IE8 字体大小在 :hover 上切换 - 仅限日语语言

I have a page that is multi lingual and I have an issue with the Japanese version only.

For some reason in IE8, when I hover over an element, a sibling's font-size will increase/decrease.

Even stranger, is that this doesn't happen on every hover, sometimes I cannot reproduce straight away, I need to keep hovering over different elements in the same area of the page. Eventually this bug will rear its ugly head.

This bug only occurs on the Japanese page, all other languages seem to be fine.

This could be happening on other versions of Internet explorer, I haven't tested on all.

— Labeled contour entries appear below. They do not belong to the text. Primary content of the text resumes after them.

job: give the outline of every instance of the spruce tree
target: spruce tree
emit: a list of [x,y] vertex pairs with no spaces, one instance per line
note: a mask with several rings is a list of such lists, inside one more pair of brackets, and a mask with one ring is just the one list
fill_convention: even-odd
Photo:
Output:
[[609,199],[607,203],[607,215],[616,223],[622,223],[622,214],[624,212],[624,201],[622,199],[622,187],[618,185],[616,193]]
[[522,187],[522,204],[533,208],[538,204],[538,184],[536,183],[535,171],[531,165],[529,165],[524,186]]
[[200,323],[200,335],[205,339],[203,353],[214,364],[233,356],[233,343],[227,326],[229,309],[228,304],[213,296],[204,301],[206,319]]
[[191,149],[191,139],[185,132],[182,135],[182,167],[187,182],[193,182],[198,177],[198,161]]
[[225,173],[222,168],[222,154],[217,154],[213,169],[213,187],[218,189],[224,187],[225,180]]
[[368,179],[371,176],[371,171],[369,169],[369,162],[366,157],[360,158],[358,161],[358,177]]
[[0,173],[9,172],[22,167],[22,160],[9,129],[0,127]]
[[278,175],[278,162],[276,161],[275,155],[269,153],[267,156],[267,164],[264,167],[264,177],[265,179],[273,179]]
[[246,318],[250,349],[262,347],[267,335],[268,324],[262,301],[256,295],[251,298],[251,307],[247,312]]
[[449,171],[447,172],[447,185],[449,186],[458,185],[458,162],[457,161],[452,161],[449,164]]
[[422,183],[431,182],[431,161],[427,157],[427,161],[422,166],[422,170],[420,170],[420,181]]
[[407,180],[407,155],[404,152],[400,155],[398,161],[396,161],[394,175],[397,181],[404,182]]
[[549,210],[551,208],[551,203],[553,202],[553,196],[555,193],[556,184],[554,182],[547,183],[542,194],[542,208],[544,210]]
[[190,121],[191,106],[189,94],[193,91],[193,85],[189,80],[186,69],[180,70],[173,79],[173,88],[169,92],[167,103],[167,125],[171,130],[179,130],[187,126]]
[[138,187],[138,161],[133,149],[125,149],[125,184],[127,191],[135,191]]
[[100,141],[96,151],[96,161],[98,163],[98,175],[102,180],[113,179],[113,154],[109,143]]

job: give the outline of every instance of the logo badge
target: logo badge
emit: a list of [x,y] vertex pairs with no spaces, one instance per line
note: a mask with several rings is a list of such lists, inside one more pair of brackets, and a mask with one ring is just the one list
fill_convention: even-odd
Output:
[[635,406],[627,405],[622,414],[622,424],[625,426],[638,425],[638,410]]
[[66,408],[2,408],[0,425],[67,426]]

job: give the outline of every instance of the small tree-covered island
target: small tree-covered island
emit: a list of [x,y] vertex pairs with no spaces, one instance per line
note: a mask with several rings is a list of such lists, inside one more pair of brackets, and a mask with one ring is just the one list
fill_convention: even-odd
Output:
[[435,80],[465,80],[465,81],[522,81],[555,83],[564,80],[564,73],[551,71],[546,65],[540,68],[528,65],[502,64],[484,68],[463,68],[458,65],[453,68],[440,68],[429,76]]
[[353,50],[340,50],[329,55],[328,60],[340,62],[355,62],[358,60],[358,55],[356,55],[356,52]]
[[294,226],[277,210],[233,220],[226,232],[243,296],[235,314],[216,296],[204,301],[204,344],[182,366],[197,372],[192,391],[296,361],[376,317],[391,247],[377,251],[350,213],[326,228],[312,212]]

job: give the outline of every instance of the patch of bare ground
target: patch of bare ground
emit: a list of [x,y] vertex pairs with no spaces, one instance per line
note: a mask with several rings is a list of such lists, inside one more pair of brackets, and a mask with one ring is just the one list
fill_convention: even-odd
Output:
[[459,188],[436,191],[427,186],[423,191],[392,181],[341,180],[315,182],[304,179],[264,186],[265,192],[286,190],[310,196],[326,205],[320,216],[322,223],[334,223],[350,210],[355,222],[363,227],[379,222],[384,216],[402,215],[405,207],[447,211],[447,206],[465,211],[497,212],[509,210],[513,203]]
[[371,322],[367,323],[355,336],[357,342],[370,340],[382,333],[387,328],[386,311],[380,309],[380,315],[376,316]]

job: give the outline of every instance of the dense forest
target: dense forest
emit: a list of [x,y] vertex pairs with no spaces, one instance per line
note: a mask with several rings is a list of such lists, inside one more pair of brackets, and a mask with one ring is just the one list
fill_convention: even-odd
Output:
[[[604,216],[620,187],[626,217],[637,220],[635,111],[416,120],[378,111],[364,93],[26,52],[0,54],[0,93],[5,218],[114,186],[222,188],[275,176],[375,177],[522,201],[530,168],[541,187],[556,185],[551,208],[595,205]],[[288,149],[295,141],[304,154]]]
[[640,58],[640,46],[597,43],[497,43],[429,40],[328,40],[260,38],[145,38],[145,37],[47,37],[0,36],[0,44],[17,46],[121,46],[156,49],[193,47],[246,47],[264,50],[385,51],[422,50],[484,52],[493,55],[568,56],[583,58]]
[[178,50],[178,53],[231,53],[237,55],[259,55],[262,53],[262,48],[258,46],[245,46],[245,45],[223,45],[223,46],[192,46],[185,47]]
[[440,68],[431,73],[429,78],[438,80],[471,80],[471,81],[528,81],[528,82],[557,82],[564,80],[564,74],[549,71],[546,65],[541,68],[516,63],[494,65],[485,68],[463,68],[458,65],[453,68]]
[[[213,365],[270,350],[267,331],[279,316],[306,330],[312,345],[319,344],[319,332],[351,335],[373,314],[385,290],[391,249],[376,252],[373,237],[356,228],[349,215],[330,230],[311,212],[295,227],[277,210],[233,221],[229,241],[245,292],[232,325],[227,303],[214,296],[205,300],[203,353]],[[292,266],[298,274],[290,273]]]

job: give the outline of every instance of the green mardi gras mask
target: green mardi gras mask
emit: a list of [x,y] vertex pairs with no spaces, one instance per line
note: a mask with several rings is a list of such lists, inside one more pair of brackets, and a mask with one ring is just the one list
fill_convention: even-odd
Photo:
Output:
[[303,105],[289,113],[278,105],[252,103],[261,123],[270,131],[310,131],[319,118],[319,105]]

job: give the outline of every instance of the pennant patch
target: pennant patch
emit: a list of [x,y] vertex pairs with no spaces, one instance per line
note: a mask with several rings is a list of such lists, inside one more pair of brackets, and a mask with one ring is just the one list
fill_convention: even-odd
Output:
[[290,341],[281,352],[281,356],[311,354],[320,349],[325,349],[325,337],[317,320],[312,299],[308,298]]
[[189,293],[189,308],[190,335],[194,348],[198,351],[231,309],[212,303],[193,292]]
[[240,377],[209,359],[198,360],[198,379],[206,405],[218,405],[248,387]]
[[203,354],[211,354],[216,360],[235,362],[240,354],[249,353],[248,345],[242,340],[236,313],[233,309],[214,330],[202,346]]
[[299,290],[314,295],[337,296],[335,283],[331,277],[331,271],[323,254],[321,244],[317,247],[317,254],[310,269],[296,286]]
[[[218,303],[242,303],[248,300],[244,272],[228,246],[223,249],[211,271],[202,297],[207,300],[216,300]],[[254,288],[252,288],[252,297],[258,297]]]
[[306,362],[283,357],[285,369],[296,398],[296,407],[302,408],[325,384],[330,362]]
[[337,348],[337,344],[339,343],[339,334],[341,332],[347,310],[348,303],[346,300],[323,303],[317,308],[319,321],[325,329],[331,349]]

To clarify, I have not got any font-size changes on any :hover rules.

解决方案

I work for a Japanese site and recently came across this issue. After spending more time than was reasonable, I found the answer from these detailed write-ups in Japanese:

  • http://freesoft.tvbok.com/sonota/ie8-fontsize.html
  • http://social.technet.microsoft.com/Forums/ja-JP/internetexplorerja/thread/70d700f4-0bda-48b1-9476-d31993b7cbf4/

The top link includes the ways to deal with it. For those who can't read Japanese I will summarize:


The problem only affects IE8 showing pages using the MS P Gothic font (generally the default Japanese font on Windows) at a font-size that is between 9px and 11px. Unlike many IE bugs, it has nothing to do with floats/margins/line-height/etc. As Oldie has pointed out, the bug is not consistent, sometimes it happens right away and sometimes it takes a few hovers, and it seems to enlarge/shrink the text randomly.

The three primary solutions are as follows:

  1. Set the font to MS Gothic or some other Japanese font using font-family style.
  2. Change the font size to be anything outside the 9px ~ 11px range (Under the default IE8 font settings, 1em sized text will not be affected, but slightly smaller text (eg, 0.8em) will be affected).
  3. Force IE8 to display the page as if it was IE7 by adding the following in the header:
    <meta http-equiv="X-UA-Compatible" content="IE=7" />


I went with #2 because MS Gothic looked jarring next to all the other MS P Gothic text, and felt #3 had clear disadvantages for our site.

It's not an ideal solution, but it works. Best of luck.